道の真ん中まで出てきて、その体勢のまま不自然な感じでグルンッとこちらに向き直って、歩を進めてきた。
寝静まって真っ暗な住宅街のど真ん中で、道が交差する付近には街灯があるものだから、
白い傘と白い服はものすごくはっきり目に映った。
深夜だっていうのに大声が出た。うわぁああ!って感じの。
持ってた傘もコンビニの袋も放り投げて、一目散にその場から走った。

走りながら友人に電話をかけて、寝てるところ起こして、「今から行くから家に入れてくれ」とお願いした。

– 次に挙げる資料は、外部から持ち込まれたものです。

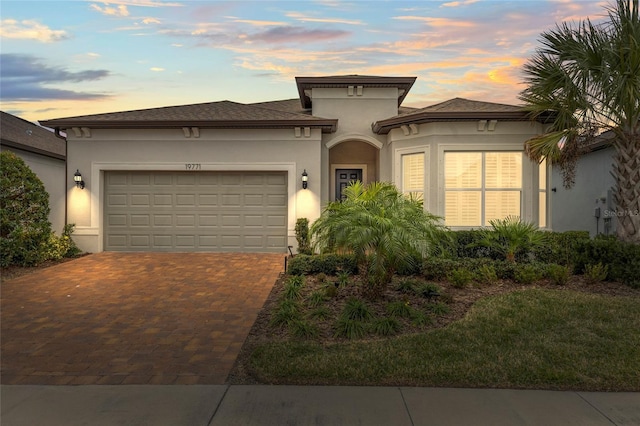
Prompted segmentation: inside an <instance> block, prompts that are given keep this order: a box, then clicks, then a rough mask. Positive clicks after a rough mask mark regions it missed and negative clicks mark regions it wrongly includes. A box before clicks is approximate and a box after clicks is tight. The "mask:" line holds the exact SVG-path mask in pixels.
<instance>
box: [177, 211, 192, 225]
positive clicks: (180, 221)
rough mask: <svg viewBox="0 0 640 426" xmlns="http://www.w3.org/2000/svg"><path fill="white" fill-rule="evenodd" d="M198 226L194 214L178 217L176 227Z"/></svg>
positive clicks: (182, 214) (180, 216)
mask: <svg viewBox="0 0 640 426" xmlns="http://www.w3.org/2000/svg"><path fill="white" fill-rule="evenodd" d="M195 224H196V217H195V215H192V214H178V215H176V226H187V227H189V228H193V227H194V226H195Z"/></svg>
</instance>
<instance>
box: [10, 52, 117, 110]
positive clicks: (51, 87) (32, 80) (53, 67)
mask: <svg viewBox="0 0 640 426" xmlns="http://www.w3.org/2000/svg"><path fill="white" fill-rule="evenodd" d="M0 60H1V61H2V68H0V76H1V77H2V78H1V80H0V88H1V90H0V97H1V98H2V100H3V101H19V100H59V99H73V100H86V99H102V98H105V97H108V95H106V94H100V93H88V92H76V91H72V90H63V89H56V88H54V87H47V86H46V85H49V84H64V83H80V82H85V81H96V80H100V79H102V78H105V77H108V76H109V75H110V73H109V71H106V70H85V71H79V72H70V71H67V70H66V69H64V68H61V67H51V66H48V65H47V64H45V63H44V62H43V61H42V59H40V58H38V57H36V56H32V55H23V54H14V53H3V54H0Z"/></svg>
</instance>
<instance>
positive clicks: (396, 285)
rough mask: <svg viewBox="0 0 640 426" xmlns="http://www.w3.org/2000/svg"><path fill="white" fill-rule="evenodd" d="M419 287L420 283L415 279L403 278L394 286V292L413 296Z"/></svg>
mask: <svg viewBox="0 0 640 426" xmlns="http://www.w3.org/2000/svg"><path fill="white" fill-rule="evenodd" d="M419 285H420V282H419V281H417V280H415V279H411V278H404V279H401V280H399V281H398V284H396V291H399V292H400V293H408V294H414V293H415V292H416V288H417V287H418V286H419Z"/></svg>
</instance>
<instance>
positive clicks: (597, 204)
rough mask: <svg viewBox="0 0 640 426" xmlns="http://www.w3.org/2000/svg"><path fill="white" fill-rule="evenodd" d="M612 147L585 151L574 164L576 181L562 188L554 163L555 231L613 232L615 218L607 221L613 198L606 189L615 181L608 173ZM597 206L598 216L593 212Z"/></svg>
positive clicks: (552, 202)
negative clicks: (574, 165)
mask: <svg viewBox="0 0 640 426" xmlns="http://www.w3.org/2000/svg"><path fill="white" fill-rule="evenodd" d="M613 154H614V150H613V148H606V149H602V150H599V151H594V152H591V153H589V154H586V155H584V156H583V157H581V158H580V160H579V161H578V164H577V167H576V179H575V185H574V186H573V187H572V188H571V189H565V188H564V185H563V180H562V175H561V173H560V169H559V168H558V167H557V166H554V167H553V171H552V177H551V184H550V186H551V187H552V188H555V189H556V191H555V192H553V191H552V192H551V212H552V213H551V224H552V228H553V230H554V231H558V232H563V231H589V233H590V234H591V235H592V236H594V235H596V234H597V233H607V232H608V233H609V234H614V233H615V227H616V225H617V219H616V218H615V216H611V215H610V217H612V219H611V221H610V222H608V223H609V225H607V222H605V220H604V219H605V216H606V211H607V210H613V207H614V204H613V200H612V199H611V198H610V197H611V194H610V192H609V190H610V189H611V188H612V187H613V185H614V183H615V182H614V179H613V176H611V173H610V171H611V165H612V164H613ZM596 207H599V208H600V220H599V221H598V220H597V219H596V218H595V216H594V214H595V209H596Z"/></svg>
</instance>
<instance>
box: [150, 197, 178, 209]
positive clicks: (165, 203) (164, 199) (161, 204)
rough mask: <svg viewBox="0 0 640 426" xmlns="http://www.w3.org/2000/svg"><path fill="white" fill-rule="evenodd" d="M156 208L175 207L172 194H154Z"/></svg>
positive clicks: (154, 203)
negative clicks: (173, 204) (169, 206)
mask: <svg viewBox="0 0 640 426" xmlns="http://www.w3.org/2000/svg"><path fill="white" fill-rule="evenodd" d="M153 205H154V206H170V207H171V206H173V197H172V196H171V194H154V195H153Z"/></svg>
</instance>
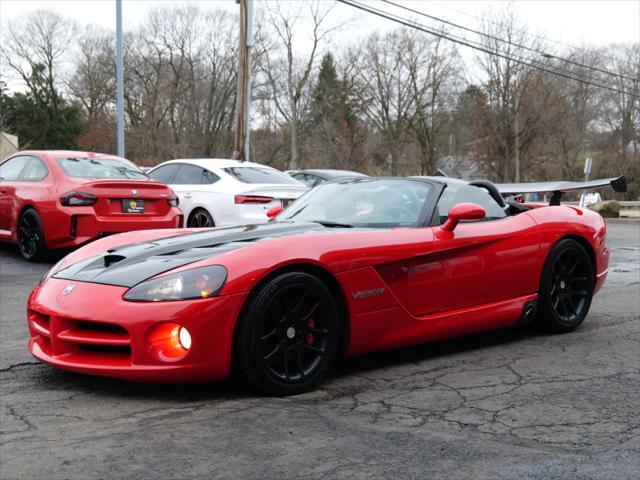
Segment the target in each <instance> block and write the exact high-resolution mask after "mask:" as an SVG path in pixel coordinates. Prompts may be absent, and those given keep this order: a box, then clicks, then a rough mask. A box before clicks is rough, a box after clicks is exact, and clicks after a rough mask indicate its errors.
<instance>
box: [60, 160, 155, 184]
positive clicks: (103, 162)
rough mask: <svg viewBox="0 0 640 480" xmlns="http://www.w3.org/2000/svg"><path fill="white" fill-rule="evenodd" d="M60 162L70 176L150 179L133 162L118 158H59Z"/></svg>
mask: <svg viewBox="0 0 640 480" xmlns="http://www.w3.org/2000/svg"><path fill="white" fill-rule="evenodd" d="M57 160H58V164H59V165H60V166H61V167H62V169H63V170H64V173H66V174H67V175H68V176H70V177H79V178H135V179H148V178H149V177H147V176H146V175H145V174H144V173H142V172H141V171H140V170H138V167H136V166H135V165H134V164H133V163H131V162H129V161H127V160H121V159H118V158H87V157H80V158H73V157H69V158H58V159H57Z"/></svg>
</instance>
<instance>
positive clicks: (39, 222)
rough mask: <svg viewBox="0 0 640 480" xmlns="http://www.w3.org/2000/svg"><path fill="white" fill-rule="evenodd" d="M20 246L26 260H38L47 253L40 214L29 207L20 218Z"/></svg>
mask: <svg viewBox="0 0 640 480" xmlns="http://www.w3.org/2000/svg"><path fill="white" fill-rule="evenodd" d="M18 248H19V249H20V254H21V255H22V257H23V258H24V259H25V260H28V261H30V262H37V261H39V260H42V258H43V257H45V256H46V254H47V246H46V244H45V242H44V231H43V229H42V220H41V219H40V215H38V212H36V211H35V210H34V209H32V208H29V209H27V210H25V211H24V212H22V215H20V218H19V219H18Z"/></svg>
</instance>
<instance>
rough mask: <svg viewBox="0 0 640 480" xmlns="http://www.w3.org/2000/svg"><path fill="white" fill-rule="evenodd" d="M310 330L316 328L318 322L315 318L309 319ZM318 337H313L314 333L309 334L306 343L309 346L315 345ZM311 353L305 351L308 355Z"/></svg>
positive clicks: (308, 334) (309, 333)
mask: <svg viewBox="0 0 640 480" xmlns="http://www.w3.org/2000/svg"><path fill="white" fill-rule="evenodd" d="M309 328H316V321H315V320H314V319H313V318H310V319H309ZM315 339H316V337H315V335H313V333H307V337H306V338H305V341H306V342H307V345H313V342H314V341H315ZM308 353H309V352H307V351H305V354H308Z"/></svg>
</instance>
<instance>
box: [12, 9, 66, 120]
mask: <svg viewBox="0 0 640 480" xmlns="http://www.w3.org/2000/svg"><path fill="white" fill-rule="evenodd" d="M77 32H78V27H77V25H76V23H75V22H73V21H71V20H69V19H66V18H64V17H62V16H61V15H59V14H58V13H56V12H54V11H52V10H36V11H34V12H33V13H30V14H28V15H23V16H21V17H19V18H18V19H17V20H16V21H12V22H7V24H6V27H5V28H4V32H3V38H2V49H1V51H0V59H1V62H2V65H3V67H7V68H9V69H11V70H12V71H13V72H14V73H15V74H16V75H17V76H18V78H19V79H20V80H21V81H23V82H24V83H25V85H26V86H27V88H28V89H29V91H30V93H31V94H32V95H33V96H34V97H35V98H36V99H37V100H39V101H43V93H46V96H47V98H49V99H50V100H51V101H52V102H53V105H52V106H53V107H54V108H57V106H58V105H57V104H58V102H59V100H60V99H59V96H58V95H57V93H56V92H57V91H58V89H59V88H62V87H63V86H64V80H63V79H64V74H63V72H62V71H61V70H62V68H61V67H62V65H61V64H62V63H63V61H64V60H65V58H66V56H67V55H68V53H69V49H70V47H71V46H72V45H73V44H74V42H73V40H74V38H75V37H76V35H77ZM36 72H38V75H41V76H42V77H44V80H45V84H46V88H47V92H41V91H40V88H39V86H38V85H37V83H36V82H35V81H34V74H35V73H36Z"/></svg>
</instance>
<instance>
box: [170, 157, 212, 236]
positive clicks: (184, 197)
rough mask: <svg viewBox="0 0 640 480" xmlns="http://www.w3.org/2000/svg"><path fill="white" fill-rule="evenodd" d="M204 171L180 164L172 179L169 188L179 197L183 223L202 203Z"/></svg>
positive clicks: (195, 166)
mask: <svg viewBox="0 0 640 480" xmlns="http://www.w3.org/2000/svg"><path fill="white" fill-rule="evenodd" d="M204 174H205V170H204V169H203V168H201V167H198V166H196V165H188V164H186V163H183V164H180V168H178V171H177V172H176V175H175V177H174V178H173V181H172V184H171V188H173V190H174V192H176V194H177V195H178V196H179V197H180V207H181V208H182V211H183V212H184V214H185V222H186V221H187V217H188V216H189V213H190V212H191V210H193V208H194V207H195V206H196V205H198V204H201V203H202V198H200V197H201V193H202V190H203V188H202V184H203V183H202V182H203V177H204ZM185 225H186V223H185Z"/></svg>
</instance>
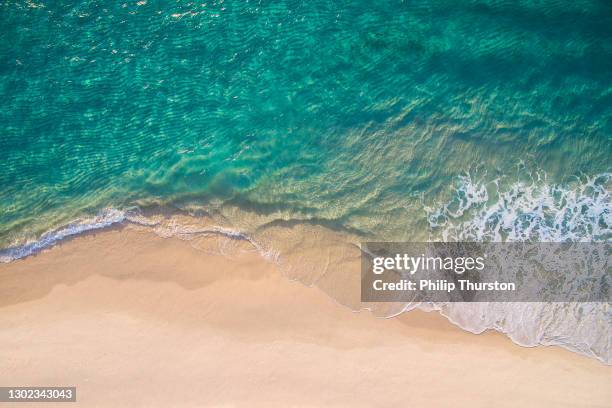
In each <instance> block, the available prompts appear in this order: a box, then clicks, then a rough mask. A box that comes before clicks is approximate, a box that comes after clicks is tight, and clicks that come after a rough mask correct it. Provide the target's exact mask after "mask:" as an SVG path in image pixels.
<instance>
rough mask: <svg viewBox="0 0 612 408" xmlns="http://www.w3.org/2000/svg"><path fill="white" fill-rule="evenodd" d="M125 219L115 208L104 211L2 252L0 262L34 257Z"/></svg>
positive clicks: (8, 261)
mask: <svg viewBox="0 0 612 408" xmlns="http://www.w3.org/2000/svg"><path fill="white" fill-rule="evenodd" d="M125 219H126V213H125V212H124V211H120V210H117V209H114V208H108V209H104V210H102V211H100V212H99V213H98V215H96V216H95V217H92V218H88V219H83V220H76V221H73V222H71V223H69V224H68V225H66V226H64V227H62V228H59V229H57V230H54V231H49V232H47V233H45V234H43V235H42V236H41V237H40V238H39V239H37V240H33V241H29V242H26V243H25V244H23V245H18V246H14V247H9V248H6V249H2V250H0V262H3V263H7V262H11V261H14V260H16V259H21V258H25V257H26V256H29V255H32V254H34V253H36V252H38V251H40V250H42V249H45V248H47V247H50V246H52V245H54V244H56V243H58V242H59V241H61V240H64V239H66V238H69V237H71V236H74V235H78V234H81V233H84V232H87V231H92V230H96V229H101V228H107V227H109V226H111V225H113V224H118V223H121V222H123V221H125Z"/></svg>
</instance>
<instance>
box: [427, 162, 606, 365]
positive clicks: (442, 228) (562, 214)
mask: <svg viewBox="0 0 612 408" xmlns="http://www.w3.org/2000/svg"><path fill="white" fill-rule="evenodd" d="M610 181H611V174H609V173H605V174H601V175H598V176H595V177H588V178H585V179H584V180H576V182H573V183H569V184H567V185H555V184H549V183H547V182H546V178H545V177H536V178H534V179H532V180H531V181H530V182H528V183H526V182H515V183H509V184H507V187H506V188H502V187H500V185H501V184H502V183H501V182H500V180H494V181H492V182H489V183H487V184H485V183H478V182H475V181H474V180H473V179H472V178H471V177H470V176H468V175H466V176H462V177H461V178H460V179H459V182H458V185H457V189H456V191H455V196H454V197H453V199H452V200H451V201H450V202H448V203H445V204H444V205H442V206H440V207H438V208H433V209H432V208H428V209H427V210H428V219H429V223H430V226H431V228H432V231H433V235H434V236H433V237H432V239H434V240H435V239H439V237H440V236H441V237H442V239H443V240H445V241H448V240H450V241H492V242H519V241H538V242H609V241H610V239H611V238H612V202H611V199H610ZM421 307H422V308H423V309H427V310H432V309H433V310H438V311H440V313H441V314H443V315H444V316H446V317H447V318H448V319H449V320H450V321H451V322H453V323H455V324H457V325H458V326H460V327H462V328H464V329H466V330H468V331H471V332H474V333H481V332H483V331H484V330H487V329H494V330H497V331H500V332H502V333H505V334H506V335H508V336H509V337H510V338H511V339H512V340H513V341H515V342H516V343H518V344H520V345H523V346H536V345H538V344H542V345H559V346H563V347H565V348H567V349H570V350H572V351H575V352H578V353H581V354H585V355H588V356H591V357H594V358H597V359H599V360H601V361H602V362H604V363H606V364H612V345H611V342H612V311H611V309H610V304H608V303H440V304H427V305H421Z"/></svg>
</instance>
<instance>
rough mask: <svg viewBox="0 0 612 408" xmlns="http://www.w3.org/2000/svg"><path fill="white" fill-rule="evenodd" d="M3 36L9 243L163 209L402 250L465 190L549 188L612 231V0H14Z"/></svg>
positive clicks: (591, 230)
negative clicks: (361, 1) (458, 191)
mask: <svg viewBox="0 0 612 408" xmlns="http://www.w3.org/2000/svg"><path fill="white" fill-rule="evenodd" d="M0 26H1V27H2V28H1V30H0V92H1V95H2V98H1V99H0V158H1V160H0V244H1V245H0V246H3V247H7V246H14V245H18V244H20V243H24V242H25V241H26V240H32V239H36V238H37V237H40V236H41V234H43V233H44V232H45V231H49V230H51V229H54V228H59V227H61V226H62V225H65V224H66V223H68V222H70V221H73V220H75V219H81V218H86V217H89V216H92V215H95V214H97V213H98V212H99V211H101V210H103V209H108V208H113V209H118V210H124V209H126V208H132V207H134V206H140V207H142V206H148V205H154V204H164V205H170V206H176V207H185V206H187V205H188V206H190V207H192V208H193V207H194V206H195V207H198V206H201V207H202V208H206V209H210V208H211V207H214V208H220V207H223V206H226V205H232V206H238V207H241V208H247V209H249V210H250V211H255V212H261V213H268V214H276V215H273V216H272V217H278V218H282V219H285V220H317V222H321V223H325V225H329V226H333V227H336V228H347V229H350V230H352V231H357V232H358V233H359V234H362V235H364V236H370V237H376V238H385V239H391V238H406V237H408V236H409V235H410V231H414V230H415V229H431V228H433V229H435V225H437V224H436V222H437V221H438V220H439V217H442V218H444V220H446V221H445V222H447V221H448V219H449V218H453V217H454V216H455V215H456V216H459V213H457V212H456V209H457V208H458V207H461V206H464V205H465V202H459V203H457V202H455V203H454V204H453V203H452V202H453V198H452V197H453V194H459V195H458V196H457V197H458V198H456V199H455V201H457V199H458V200H459V201H462V200H463V198H464V196H465V194H466V191H467V190H465V189H464V190H461V189H462V188H464V187H465V186H463V187H462V184H461V183H463V182H462V179H461V177H462V176H465V174H469V175H470V180H471V181H470V182H474V183H476V184H478V183H484V184H483V185H488V187H486V188H489V189H490V183H491V182H492V181H493V180H496V179H498V178H499V177H502V178H503V180H502V182H501V183H502V184H504V185H508V186H511V185H512V183H514V182H515V181H517V180H519V181H520V180H523V179H524V177H527V178H528V179H529V180H532V179H533V173H534V172H540V174H543V175H545V177H546V179H545V180H543V181H542V180H540V181H541V183H540V182H539V183H540V184H541V185H540V187H538V188H540V189H542V188H543V189H544V190H545V191H544V192H543V193H542V192H540V193H538V194H540V195H542V194H544V195H547V194H548V195H551V197H552V194H553V193H554V191H553V190H554V189H555V188H557V187H549V186H560V187H558V188H559V189H560V190H562V192H563V194H570V195H571V194H573V195H574V196H576V195H577V196H578V197H577V198H576V197H574V198H575V199H576V200H578V201H576V202H578V203H580V202H581V201H580V200H581V199H585V198H586V199H587V201H588V203H587V204H588V205H591V206H595V207H597V206H599V207H597V208H596V209H595V212H594V213H593V214H591V215H592V216H591V215H590V216H589V217H591V218H589V219H588V220H587V222H588V223H591V224H593V225H595V226H600V227H601V228H603V229H602V230H600V231H599V234H600V235H601V236H603V237H604V238H607V237H609V221H610V205H609V204H610V200H609V195H608V193H609V187H610V183H609V177H608V176H605V175H604V176H603V178H601V177H600V178H599V179H597V180H596V181H595V182H594V183H595V184H594V185H595V187H596V188H595V190H597V191H598V193H597V194H596V195H593V193H592V191H593V189H589V187H588V186H587V187H584V186H585V185H587V184H588V183H589V181H588V180H589V178H593V177H596V176H601V175H602V174H604V173H606V172H608V171H609V170H610V163H611V160H610V158H611V153H612V141H611V135H612V132H611V131H612V124H611V118H612V87H611V85H612V80H611V78H612V76H611V73H612V6H611V5H610V3H609V2H607V1H577V2H557V1H543V2H542V1H521V2H510V1H508V2H504V1H466V2H457V1H435V2H434V1H407V2H400V1H392V2H378V1H377V2H322V1H312V2H298V1H281V2H227V1H226V2H222V1H217V2H207V3H202V4H200V3H194V2H176V3H175V2H172V3H168V2H161V1H141V2H138V3H137V2H134V1H132V2H126V3H123V2H110V3H109V2H100V1H89V2H84V1H79V2H66V1H54V2H40V3H36V2H34V1H26V2H24V1H5V2H2V3H0ZM525 175H527V176H525ZM574 175H578V176H579V177H581V178H580V179H579V180H578V181H576V180H575V179H572V178H571V177H570V176H574ZM506 179H507V180H506ZM572 180H574V181H572ZM463 181H465V180H463ZM487 183H489V184H487ZM529 183H531V181H529V182H528V184H529ZM468 184H469V183H468ZM458 186H459V187H458ZM474 188H476V189H477V188H480V187H474ZM457 191H459V192H458V193H457ZM496 196H497V195H496V194H493V195H491V193H490V192H489V196H488V198H487V200H485V201H483V202H481V204H483V203H485V204H483V205H485V206H490V205H494V206H495V205H498V204H499V203H497V204H496V202H493V203H491V201H495V197H496ZM462 197H463V198H462ZM581 197H582V198H581ZM534 199H535V200H536V201H537V199H538V197H535V198H534ZM589 200H590V201H589ZM444 203H451V204H449V205H450V207H449V208H446V206H445V204H444ZM557 204H558V206H561V207H563V208H565V207H564V206H565V204H564V203H562V202H560V203H557ZM557 204H555V205H557ZM521 205H522V204H521ZM530 205H531V204H530ZM555 205H553V206H552V208H553V209H554V208H556V207H555ZM487 208H489V207H487ZM500 208H501V207H500ZM449 214H450V215H449ZM461 214H463V210H461ZM519 215H520V214H519ZM473 216H477V215H473ZM428 217H433V218H428ZM436 217H437V218H436ZM455 218H456V217H455ZM459 218H461V217H459ZM464 221H465V220H463V219H462V220H461V222H464ZM468 221H469V220H468ZM553 228H554V225H553ZM589 228H591V230H589ZM592 229H593V228H592V226H591V227H587V229H586V230H585V232H584V234H583V235H581V236H580V237H578V238H582V239H584V238H585V237H586V238H587V239H588V238H589V237H591V236H592V234H593V231H592ZM585 234H586V235H585ZM589 234H590V235H589ZM602 234H603V235H602Z"/></svg>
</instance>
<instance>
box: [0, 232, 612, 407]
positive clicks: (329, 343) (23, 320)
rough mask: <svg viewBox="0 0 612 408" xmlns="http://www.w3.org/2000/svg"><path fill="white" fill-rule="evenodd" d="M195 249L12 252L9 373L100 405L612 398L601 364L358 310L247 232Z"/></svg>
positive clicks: (88, 237) (116, 245) (144, 406)
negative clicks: (323, 287)
mask: <svg viewBox="0 0 612 408" xmlns="http://www.w3.org/2000/svg"><path fill="white" fill-rule="evenodd" d="M209 239H211V240H212V239H214V240H223V239H226V238H218V237H216V238H209ZM194 246H195V245H194V243H193V242H187V241H181V240H179V239H176V238H160V237H158V236H156V235H154V234H153V233H148V232H142V231H136V230H134V229H131V228H118V229H111V230H107V231H102V232H98V233H95V234H87V235H83V236H79V237H77V238H74V239H72V240H69V241H66V242H64V243H62V244H60V245H58V246H56V247H54V248H51V249H49V250H45V251H43V252H41V253H39V254H37V255H35V256H31V257H28V258H26V259H24V260H20V261H16V262H13V263H11V264H1V265H0V322H1V327H2V330H0V385H3V386H4V385H15V386H16V385H20V386H25V385H36V386H42V385H57V386H60V385H74V386H76V387H77V400H78V402H77V404H72V405H70V404H68V405H70V406H84V407H92V406H94V407H95V406H100V407H121V406H130V407H155V406H164V407H165V406H180V407H192V406H193V407H196V406H198V407H201V406H215V407H217V406H249V407H251V406H266V407H275V406H278V407H286V406H301V407H302V406H338V407H344V406H351V407H355V406H418V407H425V406H431V407H460V406H469V407H491V406H496V407H545V406H554V407H612V387H610V384H612V368H610V367H607V366H605V365H603V364H601V363H600V362H598V361H595V360H592V359H588V358H586V357H582V356H579V355H576V354H573V353H571V352H569V351H566V350H563V349H560V348H557V347H537V348H522V347H519V346H517V345H515V344H513V343H512V342H511V341H510V340H508V339H506V338H505V337H503V336H502V335H500V334H497V333H484V334H481V335H474V334H471V333H467V332H464V331H462V330H460V329H459V328H457V327H455V326H453V325H452V324H450V323H448V322H447V321H446V320H445V319H444V318H442V317H440V316H439V315H437V314H434V313H423V312H410V313H406V314H402V315H400V316H399V317H396V318H391V319H381V318H376V317H374V316H372V315H371V314H370V313H369V312H367V311H362V312H359V313H355V312H352V311H350V310H349V309H348V308H346V307H344V306H341V305H339V304H338V303H336V302H335V301H334V300H332V299H331V298H330V297H328V296H327V295H326V294H324V293H323V292H322V291H321V290H319V289H317V288H308V287H306V286H304V285H303V284H301V283H298V282H292V281H290V280H289V279H287V278H285V277H283V276H281V273H280V272H279V271H278V270H277V268H276V267H275V265H273V264H272V263H270V262H268V261H266V260H264V259H263V258H261V256H260V255H259V254H258V253H257V252H255V251H253V250H252V249H251V248H249V246H248V244H247V243H238V244H236V243H231V245H229V247H228V248H230V249H228V251H227V253H226V254H225V255H220V254H215V253H212V252H208V251H203V250H201V248H202V245H198V248H200V249H196V248H194ZM51 405H52V404H45V406H51ZM15 406H19V407H23V406H25V404H16V405H15ZM58 406H67V405H66V404H59V405H58Z"/></svg>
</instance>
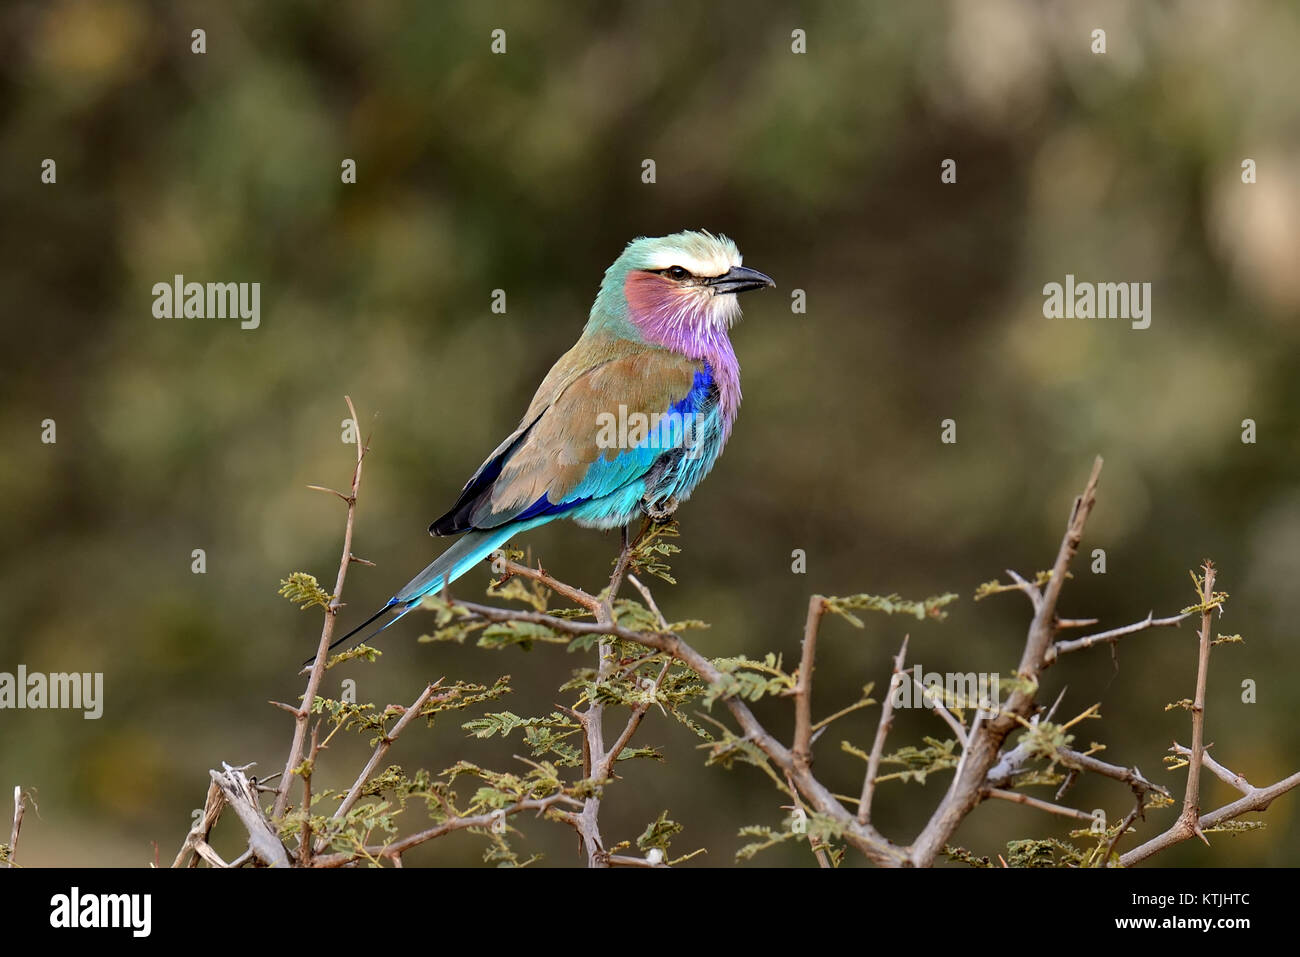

数時間前に送ったばかりだっていうのに友人はOKしてくれて、助かったと急いで走って向かったのだけれど、

大通りを越えて、コンビニを過ぎ、道路を横断して曲がろうとした先で、
白い傘を差した人が立っているのが見えた。
もうこの時には、何で?としか考えられなくて、曲がるのをやめてそのまま次の路地を目指したんだけど、
そこでも白い傘を差した人が奥の路地から出てきた。
もう嫌だと思いながら道を先に進んでいると、携帯が鳴った。
けれどおかしなことに、着信ではなく不在着信の表示。しかも3件。
時間を確認するともう4時を回っていて、
自分の中での時間はまだ10分程度だと思っていたのに、既に1時間近く経っていた
町から出ていないし、それ以前に、曲がれないからこの通りを抜けていないのに。
住んでるはずの町が知らない町のようで、すごく怖くなった。